注意：您可能需要重启内核以使用更新的包。

我们将使用 Hugging Face Hub 作为远程模型版本控制服务。这意味着在训练过程中，我们会自动将模型、日志和信息推送到 Hub。为此，您必须在 Hugging Face 上注册。注册账号后，我们将使用 huggingface_hub 包中的登录工具登录到我们的账户，并将我们的令牌（访问密钥）存储在磁盘上。

from huggingface_hub import login
 
login(token="", add_to_git_credential=True) # ADD YOUR TOKEN HERE

2. 从倒计时游戏中生成带有推理前缀的训练样本

我们将使用 Jiayi-Pan/Countdown-Tasks-3to4 数据集，其中包含 3 到 4 个数字及其解决方案的样本。

作为模型，我们将使用 Qwen/Qwen2.5-3B-Instruct，这是一个具有 30 亿参数的指令微调模型。这使得展示“顿悟时刻”变得更加容易，因为它已经遵循提示格式。但你也可以使用 Qwen 的基础版本或其他模型。Jiayi-Pan 探索发现，模型需要具备一定的质量才能学习推理过程，起始参数需大于 15 亿。

from transformers import AutoTokenizer
from datasets import load_dataset
 
# Load dataset from Hugging Face Hub
dataset_id = "Jiayi-Pan/Countdown-Tasks-3to4"
dataset = load_dataset(dataset_id, split="train")
# select a random subset of 50k samples
dataset = dataset.shuffle(seed=42).select(range(50000))
 
# Load tokenizer from Hugging Face Hub to format the dataset to our "r1" prompt 
tokenizer = AutoTokenizer.from_pretrained("Qwen/Qwen2.5-3B-Instruct")
 
# gemerate r1 prompt with a prefix for the model to already start with the thinking process
def generate_r1_prompt(numbers, target):
    r1_prefix = [{
        "role": "system",
        "content": "You are a helpful assistant. You first thinks about the reasoning process in the mind and then provides the user with the answer."
      },
      { 
        "role": "user",
        "content": f"Using the numbers {numbers}, create an equation that equals {target}. You can use basic arithmetic operations (+, -, *, /) and each number can only be used once.
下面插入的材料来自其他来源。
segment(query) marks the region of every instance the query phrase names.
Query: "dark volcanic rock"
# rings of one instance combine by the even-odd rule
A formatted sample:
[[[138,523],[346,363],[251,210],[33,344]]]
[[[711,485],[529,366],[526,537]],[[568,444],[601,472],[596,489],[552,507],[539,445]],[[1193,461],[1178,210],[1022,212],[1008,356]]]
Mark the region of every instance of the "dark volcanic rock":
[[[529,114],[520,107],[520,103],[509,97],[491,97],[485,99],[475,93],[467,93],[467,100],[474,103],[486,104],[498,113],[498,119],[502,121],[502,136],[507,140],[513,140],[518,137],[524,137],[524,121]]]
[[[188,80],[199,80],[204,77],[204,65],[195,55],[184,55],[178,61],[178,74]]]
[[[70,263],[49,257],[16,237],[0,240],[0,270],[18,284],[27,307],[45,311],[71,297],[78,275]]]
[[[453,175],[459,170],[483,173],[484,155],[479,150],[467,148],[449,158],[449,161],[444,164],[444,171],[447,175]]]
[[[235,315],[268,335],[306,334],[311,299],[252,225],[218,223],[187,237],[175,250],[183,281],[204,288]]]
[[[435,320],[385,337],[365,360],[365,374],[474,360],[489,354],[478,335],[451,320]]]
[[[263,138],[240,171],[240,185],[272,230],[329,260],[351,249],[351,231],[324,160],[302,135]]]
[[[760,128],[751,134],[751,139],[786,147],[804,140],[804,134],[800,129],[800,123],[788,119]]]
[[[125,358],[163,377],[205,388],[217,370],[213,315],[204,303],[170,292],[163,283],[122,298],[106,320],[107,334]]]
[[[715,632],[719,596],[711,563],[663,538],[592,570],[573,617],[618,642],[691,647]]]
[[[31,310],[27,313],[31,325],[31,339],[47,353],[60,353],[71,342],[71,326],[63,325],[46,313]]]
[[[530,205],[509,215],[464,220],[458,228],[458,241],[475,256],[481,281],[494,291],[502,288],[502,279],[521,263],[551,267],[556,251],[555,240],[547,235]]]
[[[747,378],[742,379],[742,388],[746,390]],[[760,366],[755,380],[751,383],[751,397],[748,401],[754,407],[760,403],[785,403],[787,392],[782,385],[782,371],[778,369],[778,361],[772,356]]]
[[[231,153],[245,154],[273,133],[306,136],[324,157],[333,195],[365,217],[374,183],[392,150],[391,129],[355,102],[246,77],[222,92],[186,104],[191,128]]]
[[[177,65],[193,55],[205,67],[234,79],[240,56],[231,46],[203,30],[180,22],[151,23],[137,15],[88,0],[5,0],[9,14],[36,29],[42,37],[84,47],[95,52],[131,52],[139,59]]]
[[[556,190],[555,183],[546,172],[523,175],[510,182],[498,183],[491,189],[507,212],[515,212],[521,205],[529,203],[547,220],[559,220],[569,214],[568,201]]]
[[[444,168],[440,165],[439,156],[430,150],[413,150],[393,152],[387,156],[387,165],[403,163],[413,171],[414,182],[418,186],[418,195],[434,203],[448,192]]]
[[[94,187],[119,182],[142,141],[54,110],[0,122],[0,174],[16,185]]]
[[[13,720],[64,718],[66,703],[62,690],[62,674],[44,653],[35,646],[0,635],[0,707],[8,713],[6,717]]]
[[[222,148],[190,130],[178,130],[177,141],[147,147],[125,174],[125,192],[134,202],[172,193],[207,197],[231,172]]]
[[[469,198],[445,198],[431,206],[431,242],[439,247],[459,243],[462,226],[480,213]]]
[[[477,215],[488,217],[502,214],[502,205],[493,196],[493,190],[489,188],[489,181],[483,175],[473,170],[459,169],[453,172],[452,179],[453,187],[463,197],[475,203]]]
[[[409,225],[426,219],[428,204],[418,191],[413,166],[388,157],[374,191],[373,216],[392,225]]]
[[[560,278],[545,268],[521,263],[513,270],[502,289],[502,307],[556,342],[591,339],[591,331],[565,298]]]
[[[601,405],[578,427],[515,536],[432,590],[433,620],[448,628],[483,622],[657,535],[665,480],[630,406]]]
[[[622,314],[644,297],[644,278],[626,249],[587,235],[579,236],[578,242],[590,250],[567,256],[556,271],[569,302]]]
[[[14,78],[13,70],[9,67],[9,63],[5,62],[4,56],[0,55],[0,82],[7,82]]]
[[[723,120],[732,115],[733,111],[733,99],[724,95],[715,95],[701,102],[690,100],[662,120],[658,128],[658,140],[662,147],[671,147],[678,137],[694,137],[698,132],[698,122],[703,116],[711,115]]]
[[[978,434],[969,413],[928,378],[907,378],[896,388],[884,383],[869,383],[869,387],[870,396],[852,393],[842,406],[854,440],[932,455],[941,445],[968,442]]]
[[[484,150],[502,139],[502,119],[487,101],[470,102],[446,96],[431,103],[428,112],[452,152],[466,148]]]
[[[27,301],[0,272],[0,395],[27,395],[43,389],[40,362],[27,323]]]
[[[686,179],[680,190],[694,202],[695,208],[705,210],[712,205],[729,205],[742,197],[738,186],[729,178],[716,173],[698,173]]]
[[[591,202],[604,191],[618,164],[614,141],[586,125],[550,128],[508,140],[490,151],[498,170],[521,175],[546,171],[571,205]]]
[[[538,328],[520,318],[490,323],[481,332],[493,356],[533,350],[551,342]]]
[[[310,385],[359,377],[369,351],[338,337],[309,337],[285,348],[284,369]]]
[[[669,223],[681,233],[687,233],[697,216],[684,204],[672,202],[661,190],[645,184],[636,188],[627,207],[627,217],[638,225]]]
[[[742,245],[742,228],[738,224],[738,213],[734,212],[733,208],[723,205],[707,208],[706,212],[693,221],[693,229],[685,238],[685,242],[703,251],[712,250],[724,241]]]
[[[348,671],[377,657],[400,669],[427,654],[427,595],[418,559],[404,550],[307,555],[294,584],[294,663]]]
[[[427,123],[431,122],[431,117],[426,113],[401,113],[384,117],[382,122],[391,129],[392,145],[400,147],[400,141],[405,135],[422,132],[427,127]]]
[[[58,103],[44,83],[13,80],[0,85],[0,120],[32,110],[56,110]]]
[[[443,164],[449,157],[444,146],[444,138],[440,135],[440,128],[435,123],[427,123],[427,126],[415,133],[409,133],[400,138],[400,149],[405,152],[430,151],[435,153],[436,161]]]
Show your work in <think> </think> tags. And return the final equation and answer in <answer> </answer> tags, for example <answer> (1 + 2) / 3 = 1 </answer>."
      },
      {
        "role": "assistant",
        "content": "Let me solve this step by step.\n<think>"
      }]
    return {"prompt": tokenizer.apply_chat_template(r1_prefix, tokenize=False, continue_final_message=True), "target": target}
 
# convert our dataset to the r1 prompt
dataset = dataset.map(lambda x: generate_r1_prompt(x["nums"], x["target"]))
 
# split the dataset into train and test
train_test_split = dataset.train_test_split(test_size=0.1)
 
train_dataset = train_test_split["train"]
test_dataset = train_test_split["test"]

3. 使用 GRPO 训练模型（教育部分）

注意：第 3 节展示了如何使用 TRL 和 GRPO 的基本内容。如果要运行交互式代码单元，需要安装 bitsandbytes 和 peft，因为它们是 Trainer 类的必需项。本节主要用于教育目的。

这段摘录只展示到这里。